Posted : April 24, 2017 12:49 am
(@mr-lowe)
Posts: 1197
Noble Member
 

Next project is to explore odd versus even position biases for repeats in digraph ciphers. Preliminary work shows that there is a strong bias toward odd versus even for a digraph cipher, and also a digraph + homophonic cipher. More so than the 340 for period 19, which shows a slight bias. But I am thinking of exploring in more detail and will post.

good work smokie
This is odd even columnar all the odd then all the evens then a rise of one each column. I think this is what you mean by bias. Can you dump it on your graph for me to see how it looks.

._5&:X[$Z%/SC[ML
S9HUIZ)V<IKY4C:2[
$KW#’MWWOC"OA*G6
‘FTAK%?#CM.8’7%N]
E.J;L97*_4<FK-DQ%
+-9#CQ;U>C">2?C?F
1>C#9O#C.NOCCN_4"
6->3/77EJ]3G:2′)O
XC1QNR/B%ED?!,/1
!@;+:=EP6CMZ.Y$4
4#E93!A49]05J#MDR
017^C4]17P!@>CX:^
8-(Z.#,H-O&4R99N#
C5)C4$^C4V&’8QZ.,
;U"’GC’CEG)>1/Y27
/2.’S]0WM2NN$3(KC
W#6–C"I5N#7X3’A2
R;S>’1.J;"97_6CE7
:%]04%M=EP<FTA$KS
49N_R*E-S[C[!NUI

 
Posted : April 24, 2017 4:37 am
(@largo)
Posts: 454
Honorable Member
 

I don’t know if we are talking about the same but some days ago I’ve also recognized a significant increase of bigrams and trigrams when sorting the columns by odd/even.
First, take all the odd columns and then take all the even columns.
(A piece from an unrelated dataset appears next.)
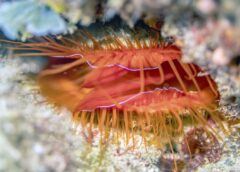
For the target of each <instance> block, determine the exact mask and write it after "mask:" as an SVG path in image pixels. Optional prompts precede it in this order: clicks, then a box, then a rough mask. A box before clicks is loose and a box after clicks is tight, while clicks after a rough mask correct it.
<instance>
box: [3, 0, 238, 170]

Now put them side by side. You will get 44 repeated bigrams and 5 repeated trigrams after period 18 is applied. I think it is obvious why period 19 from the original cipher gets period 18 in the odd/even sorted one. It’s just a „geometrical“ fact. The sorted one just behaves like a diagonally transposed cipher….but there is still no solve. Anyway….I’ll have a closer look into it.